I checked - I can also just ignore the notice as the HTML loads in the background correctly already - just left it in so I could demonstrate how the clicker works :-).

If that notice does not appear for someone (for whatever reason) that explains the error - sounds like considering error handling via try / catch might be necessary to make sure it works when shared “internationally”.

5 Likes

:sun_with_face: Happy Tuesday, folks! :sun_with_face:

As usual, here’s our solution to last week’s Just KNIME It! challenge!

:railway_track: We took a bit of a different path here, and are happy to see how you all found different ways of leveraging KNIME Analytics Platform for web scraping! :robot:

See you tomorrow for a challenge on :memo: typo correction!

2 Likes

@berti093 You’re right. I tested on a German server and the pop-up appeared. I live in the USA. I would urge KNIME developers to try to handle this internally to avoid the necessity of try/catch branches.
@ScottF @MartinDDDD @alinebessa

3 Likes

I don’t mean to beat a dead horse, but I thought I’d develop a workflow that checks for “EU like” cookie popups.
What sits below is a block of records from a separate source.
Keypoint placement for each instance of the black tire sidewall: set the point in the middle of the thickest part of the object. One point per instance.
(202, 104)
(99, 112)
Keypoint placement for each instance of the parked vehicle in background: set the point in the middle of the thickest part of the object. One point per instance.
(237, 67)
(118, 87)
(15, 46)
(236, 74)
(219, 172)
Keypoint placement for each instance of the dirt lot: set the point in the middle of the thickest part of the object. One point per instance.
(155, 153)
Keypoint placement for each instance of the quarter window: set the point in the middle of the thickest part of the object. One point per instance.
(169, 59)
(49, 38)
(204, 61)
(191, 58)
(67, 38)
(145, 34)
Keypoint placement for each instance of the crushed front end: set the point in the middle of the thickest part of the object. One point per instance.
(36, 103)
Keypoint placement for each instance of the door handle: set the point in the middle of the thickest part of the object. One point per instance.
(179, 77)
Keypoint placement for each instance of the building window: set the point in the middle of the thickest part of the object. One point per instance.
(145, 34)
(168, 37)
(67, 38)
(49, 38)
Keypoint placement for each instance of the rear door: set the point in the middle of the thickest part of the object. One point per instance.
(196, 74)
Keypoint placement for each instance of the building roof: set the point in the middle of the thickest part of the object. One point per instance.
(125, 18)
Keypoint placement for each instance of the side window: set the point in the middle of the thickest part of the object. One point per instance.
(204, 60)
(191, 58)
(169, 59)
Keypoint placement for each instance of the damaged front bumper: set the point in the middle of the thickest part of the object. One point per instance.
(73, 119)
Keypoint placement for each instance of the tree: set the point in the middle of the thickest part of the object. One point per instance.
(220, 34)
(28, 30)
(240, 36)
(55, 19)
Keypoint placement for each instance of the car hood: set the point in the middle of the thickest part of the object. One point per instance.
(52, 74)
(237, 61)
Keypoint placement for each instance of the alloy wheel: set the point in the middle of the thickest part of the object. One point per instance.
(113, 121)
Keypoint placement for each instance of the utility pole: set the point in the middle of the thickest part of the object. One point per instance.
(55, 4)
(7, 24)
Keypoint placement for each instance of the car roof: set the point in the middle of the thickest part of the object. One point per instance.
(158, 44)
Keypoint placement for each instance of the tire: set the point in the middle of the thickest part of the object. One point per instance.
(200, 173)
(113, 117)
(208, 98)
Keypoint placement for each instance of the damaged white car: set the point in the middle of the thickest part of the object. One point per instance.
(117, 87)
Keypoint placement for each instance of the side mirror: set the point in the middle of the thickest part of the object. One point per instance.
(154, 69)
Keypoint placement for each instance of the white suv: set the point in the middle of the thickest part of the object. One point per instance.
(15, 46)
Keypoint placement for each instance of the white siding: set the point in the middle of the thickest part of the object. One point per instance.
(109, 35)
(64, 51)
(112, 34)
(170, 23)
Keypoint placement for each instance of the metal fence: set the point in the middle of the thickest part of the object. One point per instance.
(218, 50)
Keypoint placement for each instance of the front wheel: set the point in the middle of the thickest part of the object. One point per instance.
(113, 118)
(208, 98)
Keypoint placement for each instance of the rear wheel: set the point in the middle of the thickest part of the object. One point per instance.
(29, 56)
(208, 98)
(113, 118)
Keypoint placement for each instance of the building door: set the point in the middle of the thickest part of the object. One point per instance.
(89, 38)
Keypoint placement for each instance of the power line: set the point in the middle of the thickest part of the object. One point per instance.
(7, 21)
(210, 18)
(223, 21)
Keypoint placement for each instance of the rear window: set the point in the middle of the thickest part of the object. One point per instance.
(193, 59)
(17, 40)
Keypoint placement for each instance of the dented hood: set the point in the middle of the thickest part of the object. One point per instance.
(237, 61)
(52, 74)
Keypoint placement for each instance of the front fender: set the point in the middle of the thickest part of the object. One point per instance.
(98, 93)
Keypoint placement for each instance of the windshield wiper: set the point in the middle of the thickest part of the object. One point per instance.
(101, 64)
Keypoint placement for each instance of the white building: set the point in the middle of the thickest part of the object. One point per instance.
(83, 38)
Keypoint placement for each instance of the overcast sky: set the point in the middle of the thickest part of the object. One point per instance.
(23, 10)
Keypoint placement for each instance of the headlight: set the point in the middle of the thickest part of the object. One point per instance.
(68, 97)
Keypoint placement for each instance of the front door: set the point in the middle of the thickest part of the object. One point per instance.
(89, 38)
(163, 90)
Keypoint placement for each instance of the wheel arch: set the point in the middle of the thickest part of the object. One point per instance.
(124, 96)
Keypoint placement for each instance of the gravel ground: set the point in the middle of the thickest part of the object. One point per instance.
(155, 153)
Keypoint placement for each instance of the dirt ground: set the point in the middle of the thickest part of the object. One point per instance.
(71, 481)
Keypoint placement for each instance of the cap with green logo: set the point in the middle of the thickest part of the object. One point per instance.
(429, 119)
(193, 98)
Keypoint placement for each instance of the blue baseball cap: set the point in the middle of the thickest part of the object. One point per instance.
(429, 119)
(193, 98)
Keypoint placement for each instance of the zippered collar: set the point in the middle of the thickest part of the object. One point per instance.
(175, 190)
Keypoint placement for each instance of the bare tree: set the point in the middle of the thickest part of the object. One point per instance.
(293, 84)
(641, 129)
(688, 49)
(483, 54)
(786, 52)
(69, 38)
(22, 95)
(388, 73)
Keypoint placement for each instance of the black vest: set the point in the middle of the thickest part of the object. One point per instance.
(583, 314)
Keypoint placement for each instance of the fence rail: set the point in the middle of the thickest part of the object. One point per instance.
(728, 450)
I modified @MartinDDDD’s workflow with Try/Catch nodes. I tested on German and USA servers and it seems to work with either. This is not an ideal solution. There should be a “Cookie Checker” node which does this.

4 Likes

A bit late to the game since I focused on the Community Hacking Days for the 5.3 release. Let’s see if I can catch up xD

I added several other methods for education and illustrative purposes, including Selenium and Palladian which I see as the most advanced scraping nodes available by a far margin and am working on an article “How to scrape the web using Knime”.

If the AF-Utilies nodes get fixed, I will update the workflow accordingly.

1 Like

This topic was automatically closed 90 days after the last reply. New replies are no longer allowed.